I am two for two with the local library book club this year in finding the book selection to be subpar. In fact, I am on the fence whether I liked this one, or Everything I Never Told You the least. This one was just predictable and eyeroll worthy, whereas the other made me downright angry, so I think The Readers of Broken Wheel Recommend will land the distinction of being not quite as bad as the book I liked least this year.
Sara Lundqvist is a young-ish Swedish woman who travels to America to try to have some sort of adventure. She lives a droll existence in Sweden, and recently fired from her job as a bookstore clerk has nothing really going on in her life. In recent history she had become the penpal of Amy, an older woman in Broken Wheel, Iowa, a mostly nondescript one diner town, and decides to take Amy up on her invitation to visit, read books, and enjoy small town life. But, and not really a spoiler, this is in chapter one, when Sara arrives, Amy has died. Womp. In fact, she shows up during the funeral. So, she is invited by some of the town people to stay in Amy’s house for free, and stay for the planned two months. Totally normal, amiright?
From here, she decides to use Amy’s substantial library to open and operate a bookstore for the town, and she is basically adopted by the townspeople, where she finally finds somewhere to belong. (Insert soaring heartstrings). And its pretty adorable at times, there is a fun scene when they watch her read for hours, she not noticing, and basically throw a quiet street party to watch her (it’s less creepy than it sounds).
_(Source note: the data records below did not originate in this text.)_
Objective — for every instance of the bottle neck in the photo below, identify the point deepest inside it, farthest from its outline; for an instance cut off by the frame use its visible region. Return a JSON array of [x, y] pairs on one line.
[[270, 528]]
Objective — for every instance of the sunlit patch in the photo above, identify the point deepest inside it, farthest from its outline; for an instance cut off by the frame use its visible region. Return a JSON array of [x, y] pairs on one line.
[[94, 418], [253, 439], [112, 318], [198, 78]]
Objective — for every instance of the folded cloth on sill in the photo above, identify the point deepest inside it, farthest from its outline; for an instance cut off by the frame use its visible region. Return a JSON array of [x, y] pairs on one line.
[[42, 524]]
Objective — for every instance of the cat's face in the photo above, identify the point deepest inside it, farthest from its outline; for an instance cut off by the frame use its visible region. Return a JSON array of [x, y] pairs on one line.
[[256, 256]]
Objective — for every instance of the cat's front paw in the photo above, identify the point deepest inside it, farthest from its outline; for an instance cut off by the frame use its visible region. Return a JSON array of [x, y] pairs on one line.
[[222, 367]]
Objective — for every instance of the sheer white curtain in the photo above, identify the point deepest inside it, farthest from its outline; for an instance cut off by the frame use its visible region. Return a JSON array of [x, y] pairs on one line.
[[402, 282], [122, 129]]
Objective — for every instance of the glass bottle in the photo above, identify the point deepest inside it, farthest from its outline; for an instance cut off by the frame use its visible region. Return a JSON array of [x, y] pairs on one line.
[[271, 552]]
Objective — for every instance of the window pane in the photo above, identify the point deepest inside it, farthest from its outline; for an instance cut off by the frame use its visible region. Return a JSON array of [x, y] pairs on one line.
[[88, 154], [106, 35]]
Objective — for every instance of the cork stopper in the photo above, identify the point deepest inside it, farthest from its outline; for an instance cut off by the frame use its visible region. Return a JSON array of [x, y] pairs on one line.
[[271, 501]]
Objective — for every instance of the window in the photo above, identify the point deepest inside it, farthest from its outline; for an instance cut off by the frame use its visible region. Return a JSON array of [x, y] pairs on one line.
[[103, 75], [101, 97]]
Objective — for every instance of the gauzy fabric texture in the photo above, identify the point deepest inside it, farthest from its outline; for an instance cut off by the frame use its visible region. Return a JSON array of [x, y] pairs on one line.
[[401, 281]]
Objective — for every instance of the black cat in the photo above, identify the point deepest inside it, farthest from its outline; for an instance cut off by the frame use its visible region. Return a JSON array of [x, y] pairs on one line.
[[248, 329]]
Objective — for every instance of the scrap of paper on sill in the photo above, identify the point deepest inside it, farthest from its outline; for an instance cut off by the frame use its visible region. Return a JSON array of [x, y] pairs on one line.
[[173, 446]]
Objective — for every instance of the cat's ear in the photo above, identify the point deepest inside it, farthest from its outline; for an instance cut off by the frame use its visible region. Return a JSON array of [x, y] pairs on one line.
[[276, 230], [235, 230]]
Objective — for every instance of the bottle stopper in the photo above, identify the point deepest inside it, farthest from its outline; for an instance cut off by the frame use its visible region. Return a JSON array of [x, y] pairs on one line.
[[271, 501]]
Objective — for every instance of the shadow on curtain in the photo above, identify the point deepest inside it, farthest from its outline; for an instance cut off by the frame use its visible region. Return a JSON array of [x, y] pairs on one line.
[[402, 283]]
Overall, reviews were mixed among book club members. We all sort of agreed that this book was predictable, superficial, and fluffy, but whether or not that was agreeable to you was where we differed. I was frustrated because I felt like the story had good bones and potential, but Bivald wrote about American small towns in caricature and there was no character development, or anyone more than one dimensional. In fact, there was barely any conflict to speak of. There is a single woman with nothing going on in her home country, and a handsome single dude. Literally nothing stopping them from getting them together. Instead of “will they/won’t they” the only question was, “why don’t they get on with it?”
It was not the worst I have read this year (as detailed in my opener) but just too paint by numbers for my taste. But if you are looking for some brain candy and are a reader at heart, then you may find this sentimental and heartwarming.